Amy Chua stelt op het einde de vraag of de VS haar dominante positie kan behouden. Ze ziet in China, Europa en India potentiële uitdagers. Maar op basis van haar criteria, namelijk de noodzaak om tolerant te zijn en open te staan voor immigranten, doet vermoeden dat dit nog niet snel het geval zal zijn. China is inderdaad op weg om dé economische grootmacht te worden en is er in geslaagd om hele bevolkingsgroepen van verschillende afkomst in één politieke eenheid samen te brengen, maar haar gebrek aan tolerantie tegenover zowel etnische als religieuze groepen, maakt haar intern kwetsbaar, wat nog maar eens bewezen werd met de explosie aan geweld in Xinjiang in juli 2009. China betoont weinig of geen respect voor mensenrechten en doet zaken met schurkenstaten waardoor ze moeilijk een moreel leiderschap kan claimen.
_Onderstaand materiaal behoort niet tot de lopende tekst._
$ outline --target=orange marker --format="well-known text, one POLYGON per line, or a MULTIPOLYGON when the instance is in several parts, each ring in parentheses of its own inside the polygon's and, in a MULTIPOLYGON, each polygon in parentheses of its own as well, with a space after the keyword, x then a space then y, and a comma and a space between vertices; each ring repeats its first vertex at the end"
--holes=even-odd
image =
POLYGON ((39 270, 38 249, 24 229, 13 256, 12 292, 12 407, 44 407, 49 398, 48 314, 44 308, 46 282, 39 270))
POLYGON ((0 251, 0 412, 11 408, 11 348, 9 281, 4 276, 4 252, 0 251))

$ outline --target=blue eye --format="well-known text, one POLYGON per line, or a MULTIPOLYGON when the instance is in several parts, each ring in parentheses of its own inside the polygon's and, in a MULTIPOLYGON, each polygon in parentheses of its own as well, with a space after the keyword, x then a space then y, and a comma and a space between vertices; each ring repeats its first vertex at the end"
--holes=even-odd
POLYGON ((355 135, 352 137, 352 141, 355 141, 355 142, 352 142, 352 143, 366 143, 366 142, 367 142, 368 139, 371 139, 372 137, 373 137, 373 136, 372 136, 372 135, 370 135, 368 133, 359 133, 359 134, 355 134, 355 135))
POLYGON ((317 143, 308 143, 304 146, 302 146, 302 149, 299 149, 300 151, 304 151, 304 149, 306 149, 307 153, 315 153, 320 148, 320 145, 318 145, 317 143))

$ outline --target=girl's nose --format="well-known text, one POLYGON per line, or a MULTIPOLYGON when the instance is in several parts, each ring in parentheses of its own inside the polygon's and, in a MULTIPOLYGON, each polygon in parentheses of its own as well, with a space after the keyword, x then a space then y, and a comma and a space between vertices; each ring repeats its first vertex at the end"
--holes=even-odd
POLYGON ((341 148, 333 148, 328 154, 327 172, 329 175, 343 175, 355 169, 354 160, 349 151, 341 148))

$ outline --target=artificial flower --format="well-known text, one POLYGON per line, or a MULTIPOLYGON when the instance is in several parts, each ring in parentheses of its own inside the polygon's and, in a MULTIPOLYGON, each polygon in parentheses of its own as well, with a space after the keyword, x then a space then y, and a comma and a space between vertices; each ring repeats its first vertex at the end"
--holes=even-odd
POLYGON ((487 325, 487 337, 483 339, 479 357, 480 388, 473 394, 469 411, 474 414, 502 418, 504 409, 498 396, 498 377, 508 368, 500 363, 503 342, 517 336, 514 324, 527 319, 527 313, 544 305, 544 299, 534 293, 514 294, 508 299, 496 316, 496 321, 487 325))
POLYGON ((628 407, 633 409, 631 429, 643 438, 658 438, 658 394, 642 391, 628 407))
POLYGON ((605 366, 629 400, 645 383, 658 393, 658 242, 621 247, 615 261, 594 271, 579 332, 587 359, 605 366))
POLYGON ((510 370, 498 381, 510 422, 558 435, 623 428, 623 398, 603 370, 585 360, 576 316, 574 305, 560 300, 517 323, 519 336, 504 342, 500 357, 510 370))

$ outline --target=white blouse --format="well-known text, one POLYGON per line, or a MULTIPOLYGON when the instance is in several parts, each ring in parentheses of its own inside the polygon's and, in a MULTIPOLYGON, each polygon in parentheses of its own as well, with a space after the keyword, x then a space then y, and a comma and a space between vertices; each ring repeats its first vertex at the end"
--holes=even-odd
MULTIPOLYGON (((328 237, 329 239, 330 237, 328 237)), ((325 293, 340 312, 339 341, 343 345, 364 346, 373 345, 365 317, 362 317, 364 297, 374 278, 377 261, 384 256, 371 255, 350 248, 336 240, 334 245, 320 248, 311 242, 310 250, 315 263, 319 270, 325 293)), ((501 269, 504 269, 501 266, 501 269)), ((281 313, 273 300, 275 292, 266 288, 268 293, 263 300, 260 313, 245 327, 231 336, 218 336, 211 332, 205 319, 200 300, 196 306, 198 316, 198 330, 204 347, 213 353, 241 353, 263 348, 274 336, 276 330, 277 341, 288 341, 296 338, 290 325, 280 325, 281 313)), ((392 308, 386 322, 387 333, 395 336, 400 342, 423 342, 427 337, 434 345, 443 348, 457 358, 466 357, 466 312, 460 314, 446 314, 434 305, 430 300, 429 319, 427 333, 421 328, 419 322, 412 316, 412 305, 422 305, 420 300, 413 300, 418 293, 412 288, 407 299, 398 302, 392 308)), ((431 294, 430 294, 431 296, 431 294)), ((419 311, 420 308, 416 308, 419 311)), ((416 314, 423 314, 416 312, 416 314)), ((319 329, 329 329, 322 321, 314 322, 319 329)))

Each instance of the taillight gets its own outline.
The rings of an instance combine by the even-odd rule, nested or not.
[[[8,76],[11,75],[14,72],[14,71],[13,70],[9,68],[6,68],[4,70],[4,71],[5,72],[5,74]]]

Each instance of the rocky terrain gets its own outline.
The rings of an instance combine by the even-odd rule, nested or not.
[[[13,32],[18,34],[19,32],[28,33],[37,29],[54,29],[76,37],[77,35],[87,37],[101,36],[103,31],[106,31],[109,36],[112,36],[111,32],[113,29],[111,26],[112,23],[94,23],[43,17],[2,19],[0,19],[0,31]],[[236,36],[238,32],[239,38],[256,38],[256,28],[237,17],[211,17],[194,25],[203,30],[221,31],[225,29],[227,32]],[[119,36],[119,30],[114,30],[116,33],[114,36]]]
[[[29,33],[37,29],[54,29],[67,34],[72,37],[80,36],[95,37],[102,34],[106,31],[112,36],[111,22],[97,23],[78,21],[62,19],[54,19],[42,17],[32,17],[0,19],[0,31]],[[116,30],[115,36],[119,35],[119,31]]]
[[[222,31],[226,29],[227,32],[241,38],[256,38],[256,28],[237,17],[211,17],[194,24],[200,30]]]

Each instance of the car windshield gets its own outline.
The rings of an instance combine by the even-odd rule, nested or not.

De Europese Unie kan dat laatste wel en is er de voorbije decennia in geslaagd om steeds meer landen op een vreedzame manier te onderwerpen aan democratische basiswaarden, maar sinds enkele jaren is het duidelijk verkrampt. De problemen rond de multiculturele samenleving en de roep naar een eigen-volk-eerst heeft gezorgd voor een sterk ‘anti-immigrantensentiment’, zoals de auteur dat noemt. ‘Ondanks haar fenomenale successen heeft de Europese Unie geen methode gevonden om het kostbaarste menselijk kapitaal van over heel de wereld aan te trekken’, schrijft Amy Chua. En dat zal, zo schrijft ook Dominique Moïsi, Europa uiteindelijk zuur opbreken.
De analyse van Amy Chua is bijzonder interessant om te begrijpen waarom bepaalde landen vitaal en creatief zijn en andere niet. Soms overtuigt ze niet helemaal omdat ze teveel zoekt naar duidelijke overeenkomsten in de opmars en het verval van de diverse hypermachten die we ooit gekend hebben. Die gelijkenissen zijn omwille van de grote verschillen in tijd en ruimte niet altijd zo evident. Maar de kern van haar betoog blijft overeind. Landen die tolerant zijn (zonder daarom intolerantie toe te laten, zoals Karl Popper stelde), hun deuren opzetten voor nieuwe migranten, de moed hebben om hen een perspectief op lidmaatschap te bieden (bijvoorbeeld via nationaliteitsverwerving) en open staan voor technologische vernieuwingen hebben een grote toekomst. Cruciaal lijkt me ook het vermogen om moreel leiderschap te betonen waardoor een vorm van loyaliteit ontstaat die verder gaat dan louter materieel voordeel. De VS heeft het de voorbije jaren zware fouten gemaakt, denk aan de oorlog in Irak op basis van uiterst discutabele uitgangspunten, maar kan ook de komende decennia een hoofdrol spelen. Maar daarvoor moeten de VS, aldus de auteur, ‘hun eigen geschiedenis en grondbeginselen veel trouwer blijven’ en opnieuw ‘een relatief open immigratiebeleid’ voeren teneinde de kostbaarste mensen uit de wereld aan te trekken. De voornaamste les uit het boek is dat nationalisme, religieuze orthodoxie en het afsluiten van grenzen voor nieuwkomers, steeds hebben geleid tot achteruitgang en verval.